Because the affidavits demonstrate that the IRS’s purpose in withholding the documents fell within the sphere of its law enforcement authority and that their release could interfere with their enforcement procedures, withholding of the documents under Exemption 7(A) was proper. The district court, reviewing the question de novo, agreed with the IRS that Exemption 7(A) applied, that the IRS has demonstrated that the documents relate to an ongoing criminal investigation, and that their premature release “would jeopordize future enforcement proceedings.” NLRB v. Robbins Tire & Rubber Co., 437 U.S. 214, 235, 98 S.Ct. 2311, 2323, 57 L.Ed.2d 159 (1978). We agree with the reasoning of the Eight Circuit in a case nearly “on all fours”: “Under exemption 7(A) the government is not required to make a specific factual showing with respect to each withheld document that disclosure would actually interfere with a particular enforcement proceeding.” Barney, 618 F.2d at 1273 (emphasis added). The IRS need only make a general showing that disclosure of its investigatory records would interfere with its enforcement proceedings. Robbins Tire & Rubber Co., 437 U.S. at 224-25, 234-37, 98 S.Ct. 2323-24. Congress intended that Exemption 7(A) would allow “the federal courts [to] deter-minen that, with respect to particular kinds of enforcement proceedings, disclosure of particular kinds of investigatory records while a case is pending would generally ‘interfere with enforcement proceedings.’ ” Id. at 236, 98 S.Ct. at 2324. The district court properly recognized that the IRS had done so in this case.
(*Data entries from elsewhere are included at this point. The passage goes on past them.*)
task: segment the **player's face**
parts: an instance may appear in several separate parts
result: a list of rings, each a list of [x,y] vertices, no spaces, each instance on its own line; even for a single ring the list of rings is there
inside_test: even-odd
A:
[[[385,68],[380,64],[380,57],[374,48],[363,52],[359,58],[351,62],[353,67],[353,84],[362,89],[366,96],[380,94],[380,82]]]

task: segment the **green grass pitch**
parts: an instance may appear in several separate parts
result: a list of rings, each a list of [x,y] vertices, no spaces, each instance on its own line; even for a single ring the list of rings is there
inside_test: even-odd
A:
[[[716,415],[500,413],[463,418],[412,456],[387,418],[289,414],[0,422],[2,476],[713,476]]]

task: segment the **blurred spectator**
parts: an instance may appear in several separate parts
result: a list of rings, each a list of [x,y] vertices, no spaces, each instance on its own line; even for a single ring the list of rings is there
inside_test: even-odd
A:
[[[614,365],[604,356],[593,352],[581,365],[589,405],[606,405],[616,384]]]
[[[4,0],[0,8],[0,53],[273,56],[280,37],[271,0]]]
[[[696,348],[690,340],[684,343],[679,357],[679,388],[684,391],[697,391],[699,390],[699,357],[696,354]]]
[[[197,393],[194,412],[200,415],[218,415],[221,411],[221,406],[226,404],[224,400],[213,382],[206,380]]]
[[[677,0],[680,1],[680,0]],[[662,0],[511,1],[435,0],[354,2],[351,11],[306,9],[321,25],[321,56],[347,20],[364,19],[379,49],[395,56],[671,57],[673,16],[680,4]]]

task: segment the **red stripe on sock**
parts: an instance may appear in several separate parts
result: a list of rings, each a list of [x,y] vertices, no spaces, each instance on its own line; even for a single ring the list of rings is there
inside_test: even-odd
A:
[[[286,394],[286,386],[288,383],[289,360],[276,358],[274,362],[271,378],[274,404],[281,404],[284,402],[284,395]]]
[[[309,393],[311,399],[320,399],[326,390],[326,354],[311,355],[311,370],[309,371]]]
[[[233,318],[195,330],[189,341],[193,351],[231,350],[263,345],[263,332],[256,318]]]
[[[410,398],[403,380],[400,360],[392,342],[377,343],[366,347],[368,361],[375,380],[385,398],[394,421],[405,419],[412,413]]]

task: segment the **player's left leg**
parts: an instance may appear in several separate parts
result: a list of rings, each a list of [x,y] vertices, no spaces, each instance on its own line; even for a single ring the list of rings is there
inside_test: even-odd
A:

Finally, we note that the purpose of a Vaughn index is to aid a district court in its ruling on claimed exemptions to FOIA. Vaughn, 484 F.2d at 827. When, as is the case here, a claimed FOIA exemption is based on a general exclusion, such as Exemption 7(A)’s criminal investigation exclusion, which is dependent on the category of the requested records rather than the individual subject matters contained within each document, a Vaughn index is futile. Church of Scientology v. IRS, 792 F.2d 146, 152 (D.C.Cir.1986) (Scalia, J.); see Campbell, 682 F.2d at 265 (government is required to provide affidavits but not Vaughn index to establish applicability of Exemption 7(A)). Moreover, a Vaughn index of the documents here would defeat the purpose of Exemption 7(A). It would aid Lewis in discovering the exact nature of the documents supporting the government’s case against him earlier than he otherwise would or should. “FOIA was not intended to function as a private discovery tool, ... [and] we cannot see how FOIA’s purposes would be defeated by deferring disclosure until after the Government has ‘presented its case in court.’ ” Robbins Tire & Rubber Co., 437 U.S. at 242, 98 S.Ct. at 2327 (emphasis in original).